2. Pelt, D. M., Batenburg, K. J., & Sethian, J. A. (2018). Improving tomographic reconstruction from limited data using mixed-scale dense convolutional neural networks. Journal of Imaging, 4(11), 128.
3. Hendriksen, A. A., Pelt, D. M., Palenstijn, W. J., Coban, S. B., & Batenburg, K. J. (2019). On-the-Fly Machine Learning for Improving Image Resolution in Tomography. Applied Sciences, 9(12), 2445.

Anastasia Borovykh
Imperial College, UK

Analytic expressions for the output evolution of a deep neural network during training

In this talk we will focus on gaining insight into the output evolution of a deep neural network during training through analytic expressions. We will then use these expressions to understand the effects of the hyperparameters of the optimization algorithm on the output and generalization capabilities of the network. We will start with discussing a previously obtained result which shows that under specific assumptions a deep neural network becomes equivalent to a linear model.
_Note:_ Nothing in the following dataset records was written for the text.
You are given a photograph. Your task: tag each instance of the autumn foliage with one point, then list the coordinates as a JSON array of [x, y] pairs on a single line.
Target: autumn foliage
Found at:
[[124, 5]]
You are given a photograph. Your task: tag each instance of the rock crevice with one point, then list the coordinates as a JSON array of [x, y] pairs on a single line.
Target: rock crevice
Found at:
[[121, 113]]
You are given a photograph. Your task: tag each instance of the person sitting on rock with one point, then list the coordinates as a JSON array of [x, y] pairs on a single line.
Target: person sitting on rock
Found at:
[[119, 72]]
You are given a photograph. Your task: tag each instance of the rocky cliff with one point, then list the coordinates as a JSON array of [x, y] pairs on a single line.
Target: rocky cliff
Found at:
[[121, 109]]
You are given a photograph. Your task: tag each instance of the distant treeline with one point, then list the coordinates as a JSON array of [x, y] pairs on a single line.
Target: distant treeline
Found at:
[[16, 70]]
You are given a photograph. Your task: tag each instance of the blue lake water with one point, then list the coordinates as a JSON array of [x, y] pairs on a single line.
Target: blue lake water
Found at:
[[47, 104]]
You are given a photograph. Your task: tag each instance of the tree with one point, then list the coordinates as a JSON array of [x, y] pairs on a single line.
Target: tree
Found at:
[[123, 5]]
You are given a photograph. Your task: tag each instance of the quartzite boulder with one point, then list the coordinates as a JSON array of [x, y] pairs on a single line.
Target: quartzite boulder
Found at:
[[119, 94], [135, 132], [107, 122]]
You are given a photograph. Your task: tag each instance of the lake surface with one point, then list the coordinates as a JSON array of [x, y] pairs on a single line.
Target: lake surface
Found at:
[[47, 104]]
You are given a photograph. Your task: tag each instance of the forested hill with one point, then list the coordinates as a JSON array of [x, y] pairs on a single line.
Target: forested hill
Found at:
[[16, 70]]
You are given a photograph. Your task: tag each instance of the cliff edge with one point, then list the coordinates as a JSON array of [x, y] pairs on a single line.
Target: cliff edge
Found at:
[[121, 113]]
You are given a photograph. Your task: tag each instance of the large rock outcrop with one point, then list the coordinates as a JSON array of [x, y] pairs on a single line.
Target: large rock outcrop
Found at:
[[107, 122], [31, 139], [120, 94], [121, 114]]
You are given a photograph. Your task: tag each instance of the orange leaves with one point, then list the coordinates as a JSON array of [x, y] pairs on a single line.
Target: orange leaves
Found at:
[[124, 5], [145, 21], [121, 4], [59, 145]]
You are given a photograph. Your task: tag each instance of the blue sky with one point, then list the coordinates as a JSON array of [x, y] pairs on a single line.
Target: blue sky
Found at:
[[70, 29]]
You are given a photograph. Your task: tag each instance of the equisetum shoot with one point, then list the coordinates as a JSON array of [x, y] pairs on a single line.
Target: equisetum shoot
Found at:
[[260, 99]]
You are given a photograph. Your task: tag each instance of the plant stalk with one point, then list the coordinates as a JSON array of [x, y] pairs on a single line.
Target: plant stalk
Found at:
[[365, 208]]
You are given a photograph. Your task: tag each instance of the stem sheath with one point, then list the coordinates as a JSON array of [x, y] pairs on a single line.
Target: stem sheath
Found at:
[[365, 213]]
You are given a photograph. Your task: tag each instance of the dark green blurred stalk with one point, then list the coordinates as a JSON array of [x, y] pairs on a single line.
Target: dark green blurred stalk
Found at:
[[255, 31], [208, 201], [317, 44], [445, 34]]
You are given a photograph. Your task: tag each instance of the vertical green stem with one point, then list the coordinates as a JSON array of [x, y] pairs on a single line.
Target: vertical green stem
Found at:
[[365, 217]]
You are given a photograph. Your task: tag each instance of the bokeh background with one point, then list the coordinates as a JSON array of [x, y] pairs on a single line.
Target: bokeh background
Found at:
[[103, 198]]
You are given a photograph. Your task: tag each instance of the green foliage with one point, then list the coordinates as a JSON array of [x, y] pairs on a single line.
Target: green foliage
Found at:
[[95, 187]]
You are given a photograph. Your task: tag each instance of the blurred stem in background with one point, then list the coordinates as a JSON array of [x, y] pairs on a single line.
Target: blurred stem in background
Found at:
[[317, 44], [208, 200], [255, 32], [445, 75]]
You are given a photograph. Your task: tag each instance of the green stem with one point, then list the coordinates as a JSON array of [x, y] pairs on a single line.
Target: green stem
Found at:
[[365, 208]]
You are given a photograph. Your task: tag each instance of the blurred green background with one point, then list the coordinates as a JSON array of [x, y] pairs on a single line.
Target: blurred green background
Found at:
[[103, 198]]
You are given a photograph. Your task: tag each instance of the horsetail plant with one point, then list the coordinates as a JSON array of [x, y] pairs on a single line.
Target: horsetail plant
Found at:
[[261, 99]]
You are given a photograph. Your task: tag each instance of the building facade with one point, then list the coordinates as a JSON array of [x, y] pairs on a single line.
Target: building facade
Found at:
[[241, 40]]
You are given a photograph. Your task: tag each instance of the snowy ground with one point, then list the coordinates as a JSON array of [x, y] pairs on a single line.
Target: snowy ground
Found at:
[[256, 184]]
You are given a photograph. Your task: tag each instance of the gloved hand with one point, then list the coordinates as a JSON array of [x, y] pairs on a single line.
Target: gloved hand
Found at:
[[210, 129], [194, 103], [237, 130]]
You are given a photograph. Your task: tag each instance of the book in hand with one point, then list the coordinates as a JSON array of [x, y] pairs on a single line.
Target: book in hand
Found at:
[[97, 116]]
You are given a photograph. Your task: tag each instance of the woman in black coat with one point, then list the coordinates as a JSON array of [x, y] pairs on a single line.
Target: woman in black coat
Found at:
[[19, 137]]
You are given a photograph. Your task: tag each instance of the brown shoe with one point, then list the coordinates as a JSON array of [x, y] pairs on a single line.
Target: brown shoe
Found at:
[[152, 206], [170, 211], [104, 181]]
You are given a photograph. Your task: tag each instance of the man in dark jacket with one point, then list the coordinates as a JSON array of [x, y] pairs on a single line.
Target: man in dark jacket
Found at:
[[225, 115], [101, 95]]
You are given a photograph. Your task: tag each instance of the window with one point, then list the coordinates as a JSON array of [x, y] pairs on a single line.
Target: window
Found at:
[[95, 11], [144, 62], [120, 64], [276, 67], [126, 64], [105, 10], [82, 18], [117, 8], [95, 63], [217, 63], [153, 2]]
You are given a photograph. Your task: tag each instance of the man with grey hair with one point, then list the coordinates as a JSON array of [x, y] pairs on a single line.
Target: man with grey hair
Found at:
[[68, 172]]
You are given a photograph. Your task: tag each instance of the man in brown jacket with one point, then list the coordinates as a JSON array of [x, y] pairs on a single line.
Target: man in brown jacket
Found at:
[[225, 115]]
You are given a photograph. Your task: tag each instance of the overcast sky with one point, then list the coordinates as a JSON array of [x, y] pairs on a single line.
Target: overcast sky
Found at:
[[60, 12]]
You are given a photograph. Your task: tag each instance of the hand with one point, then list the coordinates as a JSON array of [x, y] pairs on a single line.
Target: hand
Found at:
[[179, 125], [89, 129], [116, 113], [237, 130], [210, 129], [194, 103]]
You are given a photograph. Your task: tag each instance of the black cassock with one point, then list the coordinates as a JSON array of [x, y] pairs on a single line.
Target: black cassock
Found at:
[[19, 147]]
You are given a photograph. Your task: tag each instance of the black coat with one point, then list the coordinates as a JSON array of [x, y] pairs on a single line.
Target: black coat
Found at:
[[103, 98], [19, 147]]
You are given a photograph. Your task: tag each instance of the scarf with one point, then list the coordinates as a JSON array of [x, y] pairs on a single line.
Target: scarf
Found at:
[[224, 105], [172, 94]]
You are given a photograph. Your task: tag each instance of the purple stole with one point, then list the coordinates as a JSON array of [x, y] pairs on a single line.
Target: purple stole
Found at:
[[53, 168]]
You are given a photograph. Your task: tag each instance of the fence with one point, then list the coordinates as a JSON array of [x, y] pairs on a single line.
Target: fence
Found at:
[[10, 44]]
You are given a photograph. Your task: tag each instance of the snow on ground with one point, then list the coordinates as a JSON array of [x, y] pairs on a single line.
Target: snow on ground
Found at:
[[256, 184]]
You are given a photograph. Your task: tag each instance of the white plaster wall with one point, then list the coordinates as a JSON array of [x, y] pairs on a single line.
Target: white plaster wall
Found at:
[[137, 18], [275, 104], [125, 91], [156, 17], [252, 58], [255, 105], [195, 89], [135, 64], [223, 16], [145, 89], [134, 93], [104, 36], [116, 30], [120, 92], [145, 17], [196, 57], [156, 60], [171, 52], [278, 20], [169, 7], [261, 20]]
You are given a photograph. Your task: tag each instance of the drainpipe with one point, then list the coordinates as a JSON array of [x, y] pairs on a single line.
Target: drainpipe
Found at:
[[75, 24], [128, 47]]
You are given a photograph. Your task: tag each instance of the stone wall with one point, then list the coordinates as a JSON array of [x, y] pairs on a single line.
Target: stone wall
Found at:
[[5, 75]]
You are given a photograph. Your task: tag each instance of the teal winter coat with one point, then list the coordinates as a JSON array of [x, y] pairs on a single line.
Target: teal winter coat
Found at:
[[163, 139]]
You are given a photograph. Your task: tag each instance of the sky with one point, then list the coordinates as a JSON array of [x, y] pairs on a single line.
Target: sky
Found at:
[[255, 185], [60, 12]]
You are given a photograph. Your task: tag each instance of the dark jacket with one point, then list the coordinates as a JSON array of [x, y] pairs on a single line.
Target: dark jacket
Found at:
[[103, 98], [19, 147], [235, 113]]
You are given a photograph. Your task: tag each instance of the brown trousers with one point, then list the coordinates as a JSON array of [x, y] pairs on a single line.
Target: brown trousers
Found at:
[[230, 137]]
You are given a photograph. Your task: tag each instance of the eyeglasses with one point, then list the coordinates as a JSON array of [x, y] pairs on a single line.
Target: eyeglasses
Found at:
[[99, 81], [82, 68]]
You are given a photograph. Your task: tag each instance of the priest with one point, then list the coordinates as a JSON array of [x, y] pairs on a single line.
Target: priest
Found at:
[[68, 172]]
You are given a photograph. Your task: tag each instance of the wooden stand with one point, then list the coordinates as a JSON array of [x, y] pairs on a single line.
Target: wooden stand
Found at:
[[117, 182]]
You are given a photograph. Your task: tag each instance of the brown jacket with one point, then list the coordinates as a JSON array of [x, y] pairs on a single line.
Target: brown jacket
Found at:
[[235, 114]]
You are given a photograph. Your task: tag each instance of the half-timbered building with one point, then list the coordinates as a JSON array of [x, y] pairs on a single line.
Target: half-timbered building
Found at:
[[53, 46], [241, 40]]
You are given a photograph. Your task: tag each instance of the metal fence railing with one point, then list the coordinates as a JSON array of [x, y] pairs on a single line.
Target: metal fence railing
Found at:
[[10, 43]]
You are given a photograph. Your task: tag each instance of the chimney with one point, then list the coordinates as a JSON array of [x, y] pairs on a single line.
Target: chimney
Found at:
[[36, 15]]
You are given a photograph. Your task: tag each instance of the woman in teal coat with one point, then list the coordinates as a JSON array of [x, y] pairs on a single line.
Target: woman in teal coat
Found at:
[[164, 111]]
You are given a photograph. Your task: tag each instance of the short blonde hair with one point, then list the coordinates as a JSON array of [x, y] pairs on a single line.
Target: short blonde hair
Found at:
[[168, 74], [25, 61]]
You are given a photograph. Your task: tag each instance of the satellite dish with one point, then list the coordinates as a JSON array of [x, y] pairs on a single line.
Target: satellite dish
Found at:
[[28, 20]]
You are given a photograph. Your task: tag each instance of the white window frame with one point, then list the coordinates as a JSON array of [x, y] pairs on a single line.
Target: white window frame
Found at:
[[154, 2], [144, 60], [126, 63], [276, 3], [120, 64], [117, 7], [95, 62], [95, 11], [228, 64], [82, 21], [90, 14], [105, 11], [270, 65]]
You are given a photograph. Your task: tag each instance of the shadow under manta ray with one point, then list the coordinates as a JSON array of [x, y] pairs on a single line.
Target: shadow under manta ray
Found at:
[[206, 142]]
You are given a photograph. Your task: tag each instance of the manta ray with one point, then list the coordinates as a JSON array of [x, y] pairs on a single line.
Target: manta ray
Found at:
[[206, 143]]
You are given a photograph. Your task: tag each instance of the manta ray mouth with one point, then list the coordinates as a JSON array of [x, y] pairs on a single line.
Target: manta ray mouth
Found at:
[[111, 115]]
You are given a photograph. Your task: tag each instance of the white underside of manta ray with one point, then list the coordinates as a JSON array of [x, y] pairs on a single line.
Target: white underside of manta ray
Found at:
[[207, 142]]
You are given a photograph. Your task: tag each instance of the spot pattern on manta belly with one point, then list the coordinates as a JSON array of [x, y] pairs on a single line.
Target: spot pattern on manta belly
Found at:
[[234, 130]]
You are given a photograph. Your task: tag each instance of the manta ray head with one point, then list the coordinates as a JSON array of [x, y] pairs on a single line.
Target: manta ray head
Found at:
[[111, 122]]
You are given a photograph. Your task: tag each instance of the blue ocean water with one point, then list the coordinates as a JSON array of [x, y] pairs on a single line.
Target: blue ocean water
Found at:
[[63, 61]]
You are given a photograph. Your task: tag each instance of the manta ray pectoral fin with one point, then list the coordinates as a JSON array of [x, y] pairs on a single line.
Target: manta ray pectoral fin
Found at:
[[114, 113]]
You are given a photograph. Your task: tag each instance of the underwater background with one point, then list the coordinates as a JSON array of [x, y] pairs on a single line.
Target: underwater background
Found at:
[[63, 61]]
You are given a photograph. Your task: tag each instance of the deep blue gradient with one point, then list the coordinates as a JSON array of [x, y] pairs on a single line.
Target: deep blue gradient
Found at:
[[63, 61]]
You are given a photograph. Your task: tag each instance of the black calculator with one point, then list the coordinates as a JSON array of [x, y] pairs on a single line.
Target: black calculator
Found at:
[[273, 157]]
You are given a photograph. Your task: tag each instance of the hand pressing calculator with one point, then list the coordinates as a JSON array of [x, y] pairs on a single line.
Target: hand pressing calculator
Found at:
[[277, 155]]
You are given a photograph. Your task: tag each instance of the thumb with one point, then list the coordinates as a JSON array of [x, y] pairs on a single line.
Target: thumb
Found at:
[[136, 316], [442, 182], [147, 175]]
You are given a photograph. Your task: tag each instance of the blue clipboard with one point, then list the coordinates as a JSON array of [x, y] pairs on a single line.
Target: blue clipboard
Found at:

In this case one can explicitly solve for the network output during training, and the effects of the training hyperparameters can be studied. For general deep networks the linear approximation is no longer sufficient and higher order approximations are required. Obtaining explicit expressions in this case if however no longer trivial. We present a Taylor-expansion based method to solve for higher-order approximations of the network output during training, and also in this case study the effects of the hyperparameters of the optimization algorithm on the network output and generalization capabilities.